If you believe in a preferential ideology, you don’t own it, it owns you. If that is true, many companies, unions, politicians and owners keep their focus on constant positions in a non-constant marketplace. That creates overriding economic and competitive pressures that may result in lower grocery wages.

If more support is needed for unions and public policies to correct the situation, who are we kidding?

Craig Sundstrom
Craig Sundstrom
9 years ago

I’m rather surprised more people haven’t commented on the agenda-driven nature of this “report”…perhaps they’re choking on their coffee, or maybe they think it’s too obvious to merit comment; but anyway, so much for my opinion of the recommendations.

And I’m not sure I agree with the premise either. Maybe store managers and corporate personnel could “put their kids through college, [and] retire with a comfortable income” but I doubt stocking clerks could. And therein lies the problem: most every position in retail has been reduced to the level of stocking clerk. The public had a choice between bow-tied clerks selling $4 cans of soup or 200K gsf supercenters staffed by 3 high school dropouts…it chose the latter.

Li McClelland
Li McClelland
9 years ago

In my locale the unions have already cost their members more retail jobs than they’ve gained by contributing to store and entire chain closings. I rather imagine the situation is similar in California. Yes, this is a pure PR advocacy piece not a serious report.

Hy Louis
Hy Louis
9 years ago

Each grocer has a different labor model. It would appear that the sterile chains in California most likely have decided to hire the least skilled employees and have them work part time.

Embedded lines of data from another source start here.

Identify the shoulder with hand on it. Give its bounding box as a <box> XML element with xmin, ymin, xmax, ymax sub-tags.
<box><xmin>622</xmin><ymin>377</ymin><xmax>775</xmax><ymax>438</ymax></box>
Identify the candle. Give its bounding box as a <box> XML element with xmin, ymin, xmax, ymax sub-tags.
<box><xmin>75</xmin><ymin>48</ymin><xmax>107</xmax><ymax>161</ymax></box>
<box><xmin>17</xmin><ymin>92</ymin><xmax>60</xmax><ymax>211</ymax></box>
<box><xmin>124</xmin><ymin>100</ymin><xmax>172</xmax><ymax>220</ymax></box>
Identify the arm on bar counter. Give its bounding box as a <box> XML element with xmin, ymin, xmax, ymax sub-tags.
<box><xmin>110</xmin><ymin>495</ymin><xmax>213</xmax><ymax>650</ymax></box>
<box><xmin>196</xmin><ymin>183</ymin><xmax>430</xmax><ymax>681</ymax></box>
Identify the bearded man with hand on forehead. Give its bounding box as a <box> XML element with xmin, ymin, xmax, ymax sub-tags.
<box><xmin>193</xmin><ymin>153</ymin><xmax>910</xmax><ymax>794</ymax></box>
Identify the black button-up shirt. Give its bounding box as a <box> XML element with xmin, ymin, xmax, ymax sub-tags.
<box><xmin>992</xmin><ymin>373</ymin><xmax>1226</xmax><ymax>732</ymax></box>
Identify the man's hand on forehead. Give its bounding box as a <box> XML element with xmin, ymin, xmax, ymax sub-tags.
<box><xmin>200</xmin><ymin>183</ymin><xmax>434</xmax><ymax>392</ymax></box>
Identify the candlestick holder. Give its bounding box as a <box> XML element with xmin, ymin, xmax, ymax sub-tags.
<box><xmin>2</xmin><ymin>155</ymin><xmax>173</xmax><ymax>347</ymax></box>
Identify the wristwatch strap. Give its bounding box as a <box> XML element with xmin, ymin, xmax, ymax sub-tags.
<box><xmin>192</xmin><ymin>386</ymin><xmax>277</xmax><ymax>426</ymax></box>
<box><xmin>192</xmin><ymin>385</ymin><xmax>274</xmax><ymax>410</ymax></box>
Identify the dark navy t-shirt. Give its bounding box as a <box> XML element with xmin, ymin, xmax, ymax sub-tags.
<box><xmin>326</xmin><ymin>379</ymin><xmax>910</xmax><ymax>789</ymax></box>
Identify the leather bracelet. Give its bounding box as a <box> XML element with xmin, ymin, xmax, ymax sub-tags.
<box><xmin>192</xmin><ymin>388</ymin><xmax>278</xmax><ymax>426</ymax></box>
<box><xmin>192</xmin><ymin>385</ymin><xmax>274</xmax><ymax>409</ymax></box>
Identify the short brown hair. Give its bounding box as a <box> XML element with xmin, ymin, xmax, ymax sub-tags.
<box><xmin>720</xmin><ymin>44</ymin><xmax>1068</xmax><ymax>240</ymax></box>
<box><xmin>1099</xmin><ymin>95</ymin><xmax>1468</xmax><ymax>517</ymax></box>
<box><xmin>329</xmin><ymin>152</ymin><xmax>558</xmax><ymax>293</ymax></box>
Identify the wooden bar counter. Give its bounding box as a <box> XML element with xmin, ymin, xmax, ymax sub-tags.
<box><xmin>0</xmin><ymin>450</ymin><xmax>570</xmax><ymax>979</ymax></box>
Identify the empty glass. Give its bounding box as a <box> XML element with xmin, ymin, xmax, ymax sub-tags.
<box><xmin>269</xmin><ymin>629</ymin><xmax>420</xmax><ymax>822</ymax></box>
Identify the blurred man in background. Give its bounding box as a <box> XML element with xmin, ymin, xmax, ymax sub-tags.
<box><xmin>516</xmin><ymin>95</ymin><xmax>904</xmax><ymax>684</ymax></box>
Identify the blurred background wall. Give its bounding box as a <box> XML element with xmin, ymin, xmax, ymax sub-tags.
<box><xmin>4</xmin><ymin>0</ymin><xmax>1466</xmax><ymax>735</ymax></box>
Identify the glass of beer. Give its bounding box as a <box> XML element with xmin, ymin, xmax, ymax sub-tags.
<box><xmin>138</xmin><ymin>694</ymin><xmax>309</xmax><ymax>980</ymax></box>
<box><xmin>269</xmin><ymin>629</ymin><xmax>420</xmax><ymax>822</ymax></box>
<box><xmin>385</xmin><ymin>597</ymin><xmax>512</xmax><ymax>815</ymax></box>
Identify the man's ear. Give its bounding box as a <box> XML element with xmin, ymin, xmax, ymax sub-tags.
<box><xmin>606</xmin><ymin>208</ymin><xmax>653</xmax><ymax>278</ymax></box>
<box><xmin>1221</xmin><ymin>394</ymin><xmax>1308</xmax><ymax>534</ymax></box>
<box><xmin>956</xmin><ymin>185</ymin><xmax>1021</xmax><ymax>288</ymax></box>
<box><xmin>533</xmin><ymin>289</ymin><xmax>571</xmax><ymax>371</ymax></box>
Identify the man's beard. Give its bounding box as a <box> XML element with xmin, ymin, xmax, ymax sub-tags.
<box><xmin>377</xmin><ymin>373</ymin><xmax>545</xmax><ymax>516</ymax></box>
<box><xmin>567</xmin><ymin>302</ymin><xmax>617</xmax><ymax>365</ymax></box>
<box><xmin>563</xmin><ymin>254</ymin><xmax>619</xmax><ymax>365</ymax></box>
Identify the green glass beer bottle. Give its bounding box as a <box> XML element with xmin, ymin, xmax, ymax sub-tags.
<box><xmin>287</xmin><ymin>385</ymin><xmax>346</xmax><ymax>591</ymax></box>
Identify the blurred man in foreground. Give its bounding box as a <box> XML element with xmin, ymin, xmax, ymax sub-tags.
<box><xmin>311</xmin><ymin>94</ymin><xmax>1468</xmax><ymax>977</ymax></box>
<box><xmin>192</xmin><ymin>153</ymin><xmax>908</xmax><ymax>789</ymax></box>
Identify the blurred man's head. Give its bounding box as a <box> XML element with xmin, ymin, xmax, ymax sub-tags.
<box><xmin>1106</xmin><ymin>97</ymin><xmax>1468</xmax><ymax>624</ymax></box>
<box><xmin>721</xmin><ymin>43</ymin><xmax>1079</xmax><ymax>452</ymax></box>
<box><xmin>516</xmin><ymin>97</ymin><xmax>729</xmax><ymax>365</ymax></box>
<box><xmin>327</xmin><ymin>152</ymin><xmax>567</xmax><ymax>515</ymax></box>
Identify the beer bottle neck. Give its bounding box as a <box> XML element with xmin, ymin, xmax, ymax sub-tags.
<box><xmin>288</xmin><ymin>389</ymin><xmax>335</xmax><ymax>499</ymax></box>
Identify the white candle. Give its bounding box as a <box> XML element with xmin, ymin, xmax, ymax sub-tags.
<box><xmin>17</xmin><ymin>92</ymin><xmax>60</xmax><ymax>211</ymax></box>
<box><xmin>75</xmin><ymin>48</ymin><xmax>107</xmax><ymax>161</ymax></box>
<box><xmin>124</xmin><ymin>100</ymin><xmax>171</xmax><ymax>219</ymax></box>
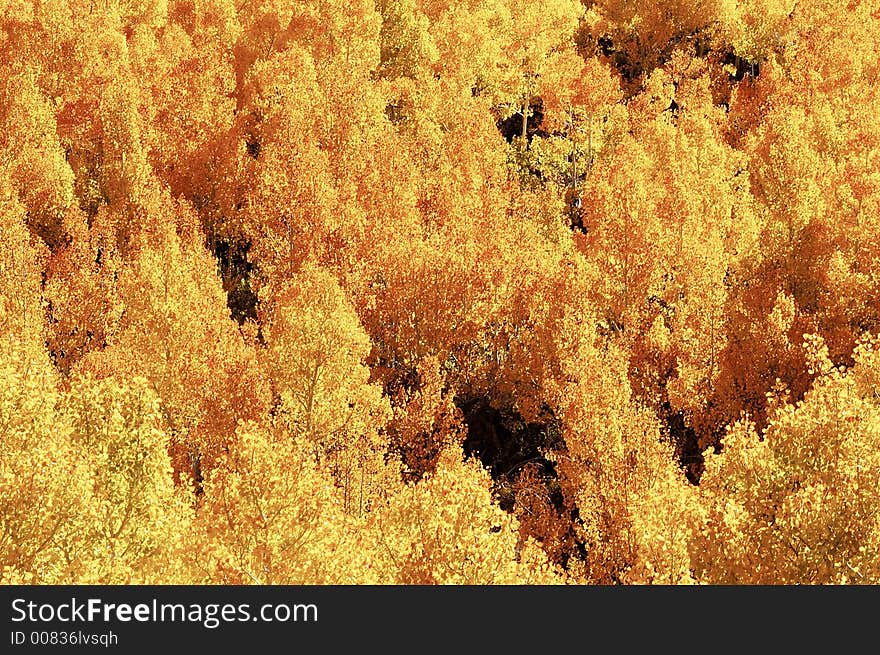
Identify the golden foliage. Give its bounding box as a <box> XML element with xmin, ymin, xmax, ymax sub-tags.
<box><xmin>1</xmin><ymin>0</ymin><xmax>879</xmax><ymax>585</ymax></box>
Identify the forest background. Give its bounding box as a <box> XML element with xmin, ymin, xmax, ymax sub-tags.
<box><xmin>1</xmin><ymin>0</ymin><xmax>879</xmax><ymax>584</ymax></box>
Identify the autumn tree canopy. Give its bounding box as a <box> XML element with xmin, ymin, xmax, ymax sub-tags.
<box><xmin>2</xmin><ymin>0</ymin><xmax>879</xmax><ymax>585</ymax></box>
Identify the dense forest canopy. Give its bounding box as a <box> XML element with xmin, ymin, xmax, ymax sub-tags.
<box><xmin>1</xmin><ymin>0</ymin><xmax>879</xmax><ymax>584</ymax></box>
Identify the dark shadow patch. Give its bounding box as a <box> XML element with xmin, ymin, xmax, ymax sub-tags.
<box><xmin>663</xmin><ymin>406</ymin><xmax>705</xmax><ymax>484</ymax></box>
<box><xmin>722</xmin><ymin>51</ymin><xmax>761</xmax><ymax>82</ymax></box>
<box><xmin>495</xmin><ymin>97</ymin><xmax>548</xmax><ymax>145</ymax></box>
<box><xmin>458</xmin><ymin>397</ymin><xmax>562</xmax><ymax>509</ymax></box>
<box><xmin>212</xmin><ymin>237</ymin><xmax>259</xmax><ymax>324</ymax></box>
<box><xmin>245</xmin><ymin>138</ymin><xmax>261</xmax><ymax>159</ymax></box>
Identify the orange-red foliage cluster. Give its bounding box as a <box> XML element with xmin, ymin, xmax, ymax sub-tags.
<box><xmin>2</xmin><ymin>0</ymin><xmax>880</xmax><ymax>584</ymax></box>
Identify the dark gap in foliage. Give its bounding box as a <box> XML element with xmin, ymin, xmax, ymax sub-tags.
<box><xmin>458</xmin><ymin>397</ymin><xmax>562</xmax><ymax>509</ymax></box>
<box><xmin>245</xmin><ymin>137</ymin><xmax>261</xmax><ymax>159</ymax></box>
<box><xmin>26</xmin><ymin>212</ymin><xmax>71</xmax><ymax>253</ymax></box>
<box><xmin>495</xmin><ymin>98</ymin><xmax>548</xmax><ymax>144</ymax></box>
<box><xmin>597</xmin><ymin>36</ymin><xmax>615</xmax><ymax>57</ymax></box>
<box><xmin>662</xmin><ymin>405</ymin><xmax>705</xmax><ymax>484</ymax></box>
<box><xmin>586</xmin><ymin>27</ymin><xmax>720</xmax><ymax>95</ymax></box>
<box><xmin>458</xmin><ymin>398</ymin><xmax>590</xmax><ymax>568</ymax></box>
<box><xmin>211</xmin><ymin>237</ymin><xmax>259</xmax><ymax>324</ymax></box>
<box><xmin>565</xmin><ymin>187</ymin><xmax>587</xmax><ymax>233</ymax></box>
<box><xmin>722</xmin><ymin>51</ymin><xmax>762</xmax><ymax>82</ymax></box>
<box><xmin>385</xmin><ymin>100</ymin><xmax>408</xmax><ymax>125</ymax></box>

I think the days of having skilled, full-time workers in struggling grocery stores are over. These jobs are no longer designed for people interested in making a living wage. There are plenty of grocers that pay a “living” wage, however they usually require that workers be young, fit, and quick on their feet.

Labor unions promoted a work environment that benefited older, slower, expensive workers and did nothing to financially benefit the supermarket itself. Supermarkets had to take matters into their own hands in order to survive which meant changing the parameters of their labor model to something more affordable.